Segundo Celso Antonio Bandeira de Mello, tempo é neutro e necessariamente idêntico para todos os seres. O que muda é o que ocorreu ao longo dele (Conteúdo jurídico do princípio da igualdade, p. 30).

A despeito dessa pretensa neutralidade do tempo, alguns institutos do direito ensejam reflexão. O tempo tem por efeito a valoração de certos institutos e de certas regras. Conceitos aparentemente imutáveis em certa época histórica são revisitados pela doutrina e assumem novas feições. É, portanto, sob a ótica do efeito transformador do tempo que se analisarão alguns institutos jurídicos.

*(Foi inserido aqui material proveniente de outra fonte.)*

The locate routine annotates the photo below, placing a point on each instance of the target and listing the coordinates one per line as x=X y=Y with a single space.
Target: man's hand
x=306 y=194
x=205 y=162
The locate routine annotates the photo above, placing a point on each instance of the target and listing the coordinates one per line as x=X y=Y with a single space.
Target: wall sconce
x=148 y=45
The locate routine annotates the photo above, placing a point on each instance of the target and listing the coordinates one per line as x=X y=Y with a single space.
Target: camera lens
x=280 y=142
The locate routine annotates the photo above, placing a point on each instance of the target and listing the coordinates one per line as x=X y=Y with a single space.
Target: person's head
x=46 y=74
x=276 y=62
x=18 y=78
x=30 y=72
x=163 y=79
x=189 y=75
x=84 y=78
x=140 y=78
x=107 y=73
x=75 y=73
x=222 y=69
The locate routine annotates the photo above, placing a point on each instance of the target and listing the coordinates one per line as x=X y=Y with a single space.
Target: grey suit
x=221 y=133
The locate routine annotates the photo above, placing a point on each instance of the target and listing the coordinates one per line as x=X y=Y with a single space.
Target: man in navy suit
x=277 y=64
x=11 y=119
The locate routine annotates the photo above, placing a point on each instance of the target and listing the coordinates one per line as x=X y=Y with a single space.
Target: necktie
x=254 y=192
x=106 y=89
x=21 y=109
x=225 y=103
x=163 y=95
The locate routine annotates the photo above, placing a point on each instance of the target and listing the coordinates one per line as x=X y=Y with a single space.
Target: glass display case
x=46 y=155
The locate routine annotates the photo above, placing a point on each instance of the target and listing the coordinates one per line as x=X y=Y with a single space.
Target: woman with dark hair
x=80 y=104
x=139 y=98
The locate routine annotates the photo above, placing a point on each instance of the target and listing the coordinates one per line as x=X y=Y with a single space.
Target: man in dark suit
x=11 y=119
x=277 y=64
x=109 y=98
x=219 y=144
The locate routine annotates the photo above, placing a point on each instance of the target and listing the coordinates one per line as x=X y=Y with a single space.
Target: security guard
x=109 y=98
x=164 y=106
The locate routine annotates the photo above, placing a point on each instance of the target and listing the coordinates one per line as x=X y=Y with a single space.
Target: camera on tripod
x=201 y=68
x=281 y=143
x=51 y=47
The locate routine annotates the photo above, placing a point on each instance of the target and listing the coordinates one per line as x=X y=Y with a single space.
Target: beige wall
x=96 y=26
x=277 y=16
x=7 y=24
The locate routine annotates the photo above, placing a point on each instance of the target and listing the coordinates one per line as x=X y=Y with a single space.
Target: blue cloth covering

A abordagem da Lei de Introdução às Normas do Direito Brasileiro (novo nome dado à velha Lei de Introdução ao Código Civil) sobre o direito adquirido, o ato jurídico perfeito e a coisa julgada demonstra que o tempo tem o poder de consolidar as relações jurídicas. Algumas questões, entretanto, merecem atenção para fins de efeitos do tempo. Exemplo disso está no fato de o Poder Judiciário demonstrar ter uma nova visão desses institutos, quando passa a admitir a relativização da coisa julgada.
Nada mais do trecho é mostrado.